Thriving world, so much to do!

Cosmic experience into linguistic mystery.
Transmitting codes through sound.
Strange taste---palate curious for history
Broken signals going around and around.

Span of life hard, callous reminder.
Treacherous land attempting to sow.
Growing yet dying---old to minor.
Animation of cravings, seeking to know.*


----------



## Firemajic (Jul 22, 2015)

Pursuit said:


> Modern novelty
> 
> *Embryo protected by walls of a mother.    Fabulous first lines!
> Awakening to a strange abode.
> ...





I really enjoyed this poem... very original message! Intriguing imagery... oh yeah! Your imagery... much better! Good work... Thank you for sharing your poem with me... Peace... Julia


----------



## Mesafalcon (Jul 22, 2015)

I like the use of bolds.

Nice opening line too!

Since we went through that whole ordeal with Imminent momentum...

I am seeing all your poems in color now. (but now I deceide the color scheme)


----------



## Pursuit (Jul 23, 2015)

Mesafalcon said:


> I like the use of bolds.
> 
> Nice opening line too!
> 
> ...


 Do not over attach yourself to the past, colors have influence on the human eye that is science.


----------



## Lewdog (Jul 23, 2015)

I liked the poem, and can't really say many bad things about it, but I think you can still bestow imagery with less adjectives clogging up the poem.  I get that it is a child being born and learning to speak and read, but you left me on the hook and didn't reel me in.  You might think about adding a couple more stanzas to this and bring the child more through the journey of life.


----------



## Pursuit (Jul 23, 2015)

Lewdog said:


> I liked the poem, and can't really say many bad things about it, but I think you can still bestow imagery with less adjectives clogging up the poem.  I get that it is a child being born and learning to speak and read, but you left me on the hook and didn't reel me in.  You might think about adding a couple more stanzas to this and bring the child more through the journey of life.


 I was going to make the poem longer, than i realized I'm not  a good enough writer lol


----------



## Lewdog (Jul 23, 2015)

Pursuit said:


> I was going to make the poem longer, than i realized I'm not  a good enough writer lol



Come on, write about puberty!


----------



## Mesafalcon (Jul 23, 2015)

Pursuit said:


> Do not over attach yourself to the past, colors have influence on the human eye that is science.
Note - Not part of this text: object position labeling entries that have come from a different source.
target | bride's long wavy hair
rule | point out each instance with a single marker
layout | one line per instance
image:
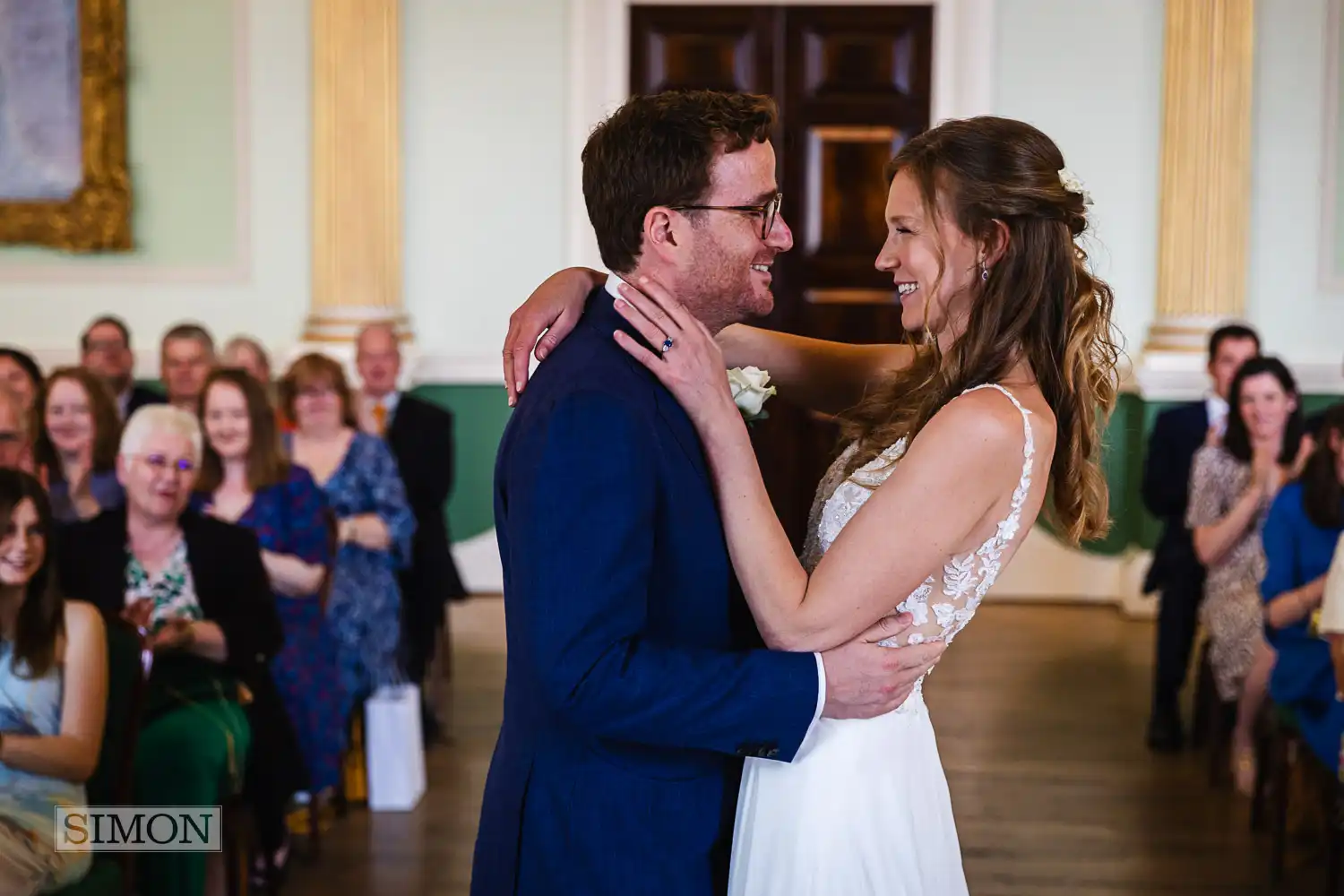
(1039, 304)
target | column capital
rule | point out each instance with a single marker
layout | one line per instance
(357, 169)
(1206, 166)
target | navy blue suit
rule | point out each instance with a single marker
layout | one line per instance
(631, 694)
(1175, 571)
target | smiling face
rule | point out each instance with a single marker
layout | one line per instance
(18, 379)
(725, 266)
(228, 424)
(159, 477)
(23, 546)
(933, 265)
(69, 417)
(1265, 406)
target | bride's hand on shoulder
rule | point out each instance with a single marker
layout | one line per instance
(685, 357)
(553, 308)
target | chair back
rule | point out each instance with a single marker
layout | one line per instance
(128, 668)
(332, 549)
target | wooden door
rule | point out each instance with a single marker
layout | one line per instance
(852, 83)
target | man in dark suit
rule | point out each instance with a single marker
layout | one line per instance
(105, 351)
(421, 437)
(631, 700)
(1176, 573)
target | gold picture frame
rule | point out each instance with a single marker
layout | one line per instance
(96, 218)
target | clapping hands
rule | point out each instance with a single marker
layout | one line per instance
(175, 634)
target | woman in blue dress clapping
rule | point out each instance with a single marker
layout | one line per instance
(365, 487)
(1300, 535)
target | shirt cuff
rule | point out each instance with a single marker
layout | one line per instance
(822, 700)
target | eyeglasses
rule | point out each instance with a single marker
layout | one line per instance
(768, 212)
(161, 463)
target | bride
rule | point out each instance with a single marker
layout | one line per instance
(954, 444)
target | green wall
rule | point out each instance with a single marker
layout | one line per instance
(1125, 443)
(478, 414)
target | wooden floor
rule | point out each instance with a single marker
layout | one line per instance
(1039, 712)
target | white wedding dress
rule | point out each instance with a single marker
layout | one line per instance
(863, 809)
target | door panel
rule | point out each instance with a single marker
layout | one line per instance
(852, 83)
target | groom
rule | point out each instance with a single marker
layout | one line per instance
(636, 678)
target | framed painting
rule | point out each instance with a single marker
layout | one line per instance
(64, 177)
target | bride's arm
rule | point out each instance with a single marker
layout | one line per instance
(816, 374)
(952, 476)
(938, 493)
(812, 373)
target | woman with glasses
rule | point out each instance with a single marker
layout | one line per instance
(198, 590)
(375, 525)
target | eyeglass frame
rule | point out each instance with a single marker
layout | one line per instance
(766, 222)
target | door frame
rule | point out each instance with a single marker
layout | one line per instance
(964, 56)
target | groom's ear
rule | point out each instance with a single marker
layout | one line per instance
(661, 231)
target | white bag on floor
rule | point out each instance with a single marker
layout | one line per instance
(394, 750)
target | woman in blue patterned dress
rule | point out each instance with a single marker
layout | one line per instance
(245, 478)
(53, 696)
(365, 487)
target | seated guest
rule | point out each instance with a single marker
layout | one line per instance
(421, 438)
(245, 478)
(1300, 535)
(15, 432)
(22, 374)
(1230, 492)
(375, 525)
(77, 445)
(105, 351)
(185, 359)
(53, 696)
(198, 589)
(247, 354)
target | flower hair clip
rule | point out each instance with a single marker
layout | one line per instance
(1070, 182)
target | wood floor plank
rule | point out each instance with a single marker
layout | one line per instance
(1039, 712)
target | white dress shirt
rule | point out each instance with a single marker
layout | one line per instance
(1215, 406)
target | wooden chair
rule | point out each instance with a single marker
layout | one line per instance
(113, 780)
(314, 828)
(1284, 742)
(1214, 721)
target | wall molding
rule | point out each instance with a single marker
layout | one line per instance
(599, 75)
(1330, 277)
(421, 368)
(118, 271)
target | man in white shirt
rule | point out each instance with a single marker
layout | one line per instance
(1176, 573)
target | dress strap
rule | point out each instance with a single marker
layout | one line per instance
(1010, 527)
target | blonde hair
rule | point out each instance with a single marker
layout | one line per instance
(152, 419)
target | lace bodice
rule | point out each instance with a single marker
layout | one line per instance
(965, 579)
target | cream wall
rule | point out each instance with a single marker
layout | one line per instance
(1297, 314)
(484, 168)
(1089, 74)
(225, 228)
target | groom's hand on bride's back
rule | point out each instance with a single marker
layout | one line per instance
(866, 680)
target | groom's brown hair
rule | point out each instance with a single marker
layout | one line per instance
(656, 151)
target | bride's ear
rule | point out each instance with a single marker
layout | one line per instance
(995, 244)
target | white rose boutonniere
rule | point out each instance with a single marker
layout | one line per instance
(750, 390)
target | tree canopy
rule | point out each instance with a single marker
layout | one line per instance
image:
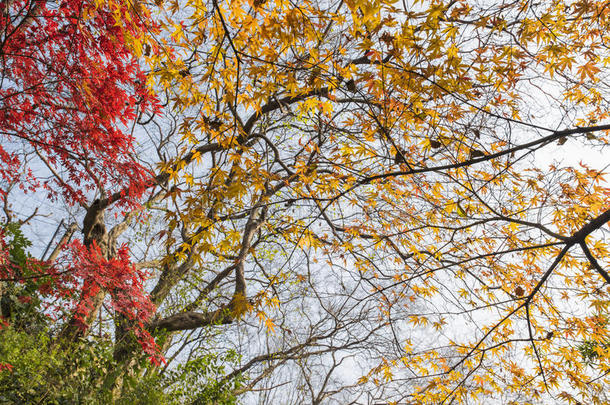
(324, 201)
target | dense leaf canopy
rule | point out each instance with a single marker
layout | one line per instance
(349, 201)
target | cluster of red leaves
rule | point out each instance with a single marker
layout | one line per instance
(69, 86)
(91, 273)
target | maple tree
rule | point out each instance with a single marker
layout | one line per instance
(348, 194)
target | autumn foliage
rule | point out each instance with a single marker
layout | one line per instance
(369, 201)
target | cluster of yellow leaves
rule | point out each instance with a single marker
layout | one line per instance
(367, 130)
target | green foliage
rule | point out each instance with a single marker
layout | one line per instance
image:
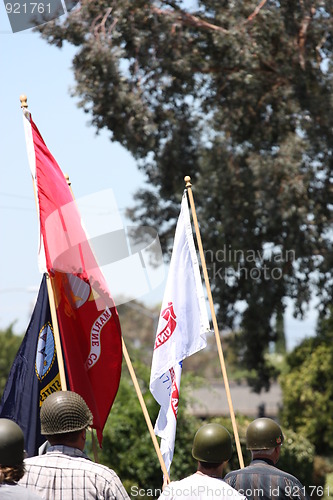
(297, 453)
(240, 98)
(9, 345)
(127, 444)
(308, 391)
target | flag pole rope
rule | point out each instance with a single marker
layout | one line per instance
(188, 186)
(61, 366)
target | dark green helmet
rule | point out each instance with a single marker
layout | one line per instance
(212, 443)
(263, 434)
(11, 443)
(64, 411)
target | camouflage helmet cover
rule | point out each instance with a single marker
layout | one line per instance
(212, 443)
(263, 434)
(11, 443)
(63, 412)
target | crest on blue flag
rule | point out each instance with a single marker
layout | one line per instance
(34, 374)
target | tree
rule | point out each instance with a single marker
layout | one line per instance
(307, 389)
(239, 96)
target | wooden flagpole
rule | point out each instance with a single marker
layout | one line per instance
(146, 414)
(61, 366)
(188, 186)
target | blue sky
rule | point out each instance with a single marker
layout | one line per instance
(30, 66)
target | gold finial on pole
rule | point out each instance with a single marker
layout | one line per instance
(216, 328)
(187, 180)
(24, 99)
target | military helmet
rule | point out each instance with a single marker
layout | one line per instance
(11, 443)
(263, 434)
(64, 411)
(212, 443)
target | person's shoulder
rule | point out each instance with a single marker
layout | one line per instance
(230, 492)
(289, 476)
(232, 473)
(15, 491)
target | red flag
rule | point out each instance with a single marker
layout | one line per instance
(87, 316)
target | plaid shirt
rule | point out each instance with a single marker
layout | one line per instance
(262, 480)
(66, 473)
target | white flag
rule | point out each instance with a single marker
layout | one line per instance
(181, 330)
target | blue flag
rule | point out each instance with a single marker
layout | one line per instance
(34, 374)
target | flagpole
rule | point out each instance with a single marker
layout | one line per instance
(145, 413)
(188, 186)
(61, 366)
(138, 392)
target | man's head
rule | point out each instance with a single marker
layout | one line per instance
(264, 437)
(212, 445)
(64, 416)
(11, 451)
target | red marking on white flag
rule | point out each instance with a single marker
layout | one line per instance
(169, 315)
(174, 393)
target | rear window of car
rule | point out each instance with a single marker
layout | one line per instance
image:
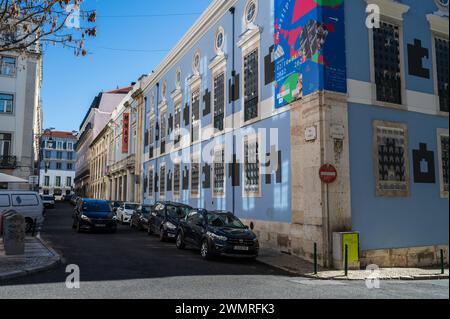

These two ideas don't quite connect.

I won't attach myself to the past when it becomes the past, not 24 hours ago...

And... ya, that's right about colors! They are there as an option for us to use!


----------



## Pursuit (Jul 23, 2015)

Mesafalcon said:


> These two ideas don't quite connect.
> 
> I won't attach myself to the past when it becomes the past, not 24 hours ago...
> 
> And... ya, that's right about colors! They are there as an option for us to use!


 Past is the past, whether its minutes or years.. in this case another poem.


----------



## escorial (Jul 23, 2015)

read it a few times and iv'e read all the replies...it's like every word at the start of each line makes me stop and read it in parts not as a whole...i do like that though


----------



## Oblivious Plunge (Jul 23, 2015)

Reading your poem reminds me of lifestyle. As I understood it it's about the wonders of life and perhaps milestones. Milestones such as marriage, exploring the world and being adventurous- realizing your time is limited and you will never have the chance to explore it all and thus make the best of it. I like it!


----------